KKR Capstone helped design a standard feed planning and procurement process, plus ‘feed optimisation tools’ that identified costs savings. As a second step, the team developed a process that included demand planning, contract negotiation with local providers of the corn silage used to feed Modern Dairy’s cows, land and yield inspection and harvesting planning.

Despite KKR Capstone’s many talents, optimising cow feed was slightly beyond its field of expertise. So to improve these technical functions, it sought external expertise from outside the firm: for example, in order to increase the quality and quantity of corn silage, it worked with a well-known silage production expert from Australia.

All feed purchasing managers, at headquarters and in every single Modern Dairy farm, now use exactly the same process and tools on a daily basis. This helped Modern Dairy reduce costs by 3 percent and drove an estimated 4 percent increase in EBITDA in 2010.

After implementing this long list of operational improvements, Modern Dairy’s cows were producing at a rate at least 40 percent higher than the average farm in China, and with much better quality, according to Xia.
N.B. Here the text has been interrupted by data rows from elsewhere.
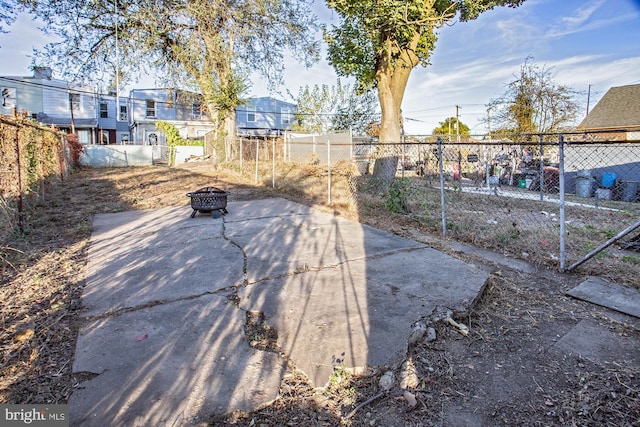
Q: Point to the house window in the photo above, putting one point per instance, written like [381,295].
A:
[285,115]
[196,111]
[123,113]
[251,114]
[74,101]
[151,108]
[8,97]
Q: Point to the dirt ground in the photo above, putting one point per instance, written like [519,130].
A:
[509,370]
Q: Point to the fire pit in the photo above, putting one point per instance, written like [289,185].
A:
[209,199]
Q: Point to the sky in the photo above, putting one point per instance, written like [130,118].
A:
[588,45]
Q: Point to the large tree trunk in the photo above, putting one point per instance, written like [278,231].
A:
[392,80]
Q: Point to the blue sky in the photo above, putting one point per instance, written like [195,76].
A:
[582,42]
Management incentives and risk mitigation initiatives have also helped Modern Dairy maintain an incident-free record of providing safe milk to consumers.

“The quality of the milk from Modern Dairy is far better than that of other daily producers in China and even exceeds the standards in Europe and the US in terms of higher protein levels and lower bacteria counts,” Xia adds.


4. Strategic partnerships

In order to preserve and ensure further growth, KKR helped the company secure insurance coverage for Modern Dairy’s most essential asset – its dairy cows.

It’s also been advising the company on strategic acquisitions and partnerships. This included a 10-year agreement with Mengniu Dairy, the leading branded milk player in China, to ensure 100 percent up-take of Modern Dairy’s production. This also opens up another interesting angle: a possible exit route. According to newspaper reports in August this year, Mengniu Dairy was said to be mulling a takeover of Modern Dairy, although the company has thus far denied that it is in talks to be sold.

KKR also helped Modern Dairy to build on its banking relationships: this helped it improve its working capital management and secure long-term bank loans, which will support new farm expansion and development projects. At the time of KKR’s original investment, the company had four farms; now it has 20, with an additional two under construction.

Lastly, as is usual with KKR’s investments these days, the Capstone team instigated some cost-saving environmental initiatives: Modern Dairy managed to reduce electricity and water usage on a per cow basis by at least 10 percent and increase its utilisation of bio-gas electricity generation.

****

As China’s raw milk industry continues to consolidate – individual farmers still supply about 95 percent of China’s raw milk, compared to roughly 50 percent in the United States, for example – Modern Dairy is planning to develop new products to generate revenue from a broader customer base, according to KKR.

The firm says it’s currently transitioning from providing day-to-day operational support to Modern Dairy to “ongoing counsel”. But that doesn’t mean it’s finished on the operational improvement front:  future projects in the pipeline include a second wave of feed purchasing optimisation initiatives, to achieve further cost savings and a collaboration with the chairman and chief executive officer to develop an organisational blueprint for long-term growth.

So it seems that private equity and cows have a lot in common: continuous nourishment is the best recipe for generating a strong return.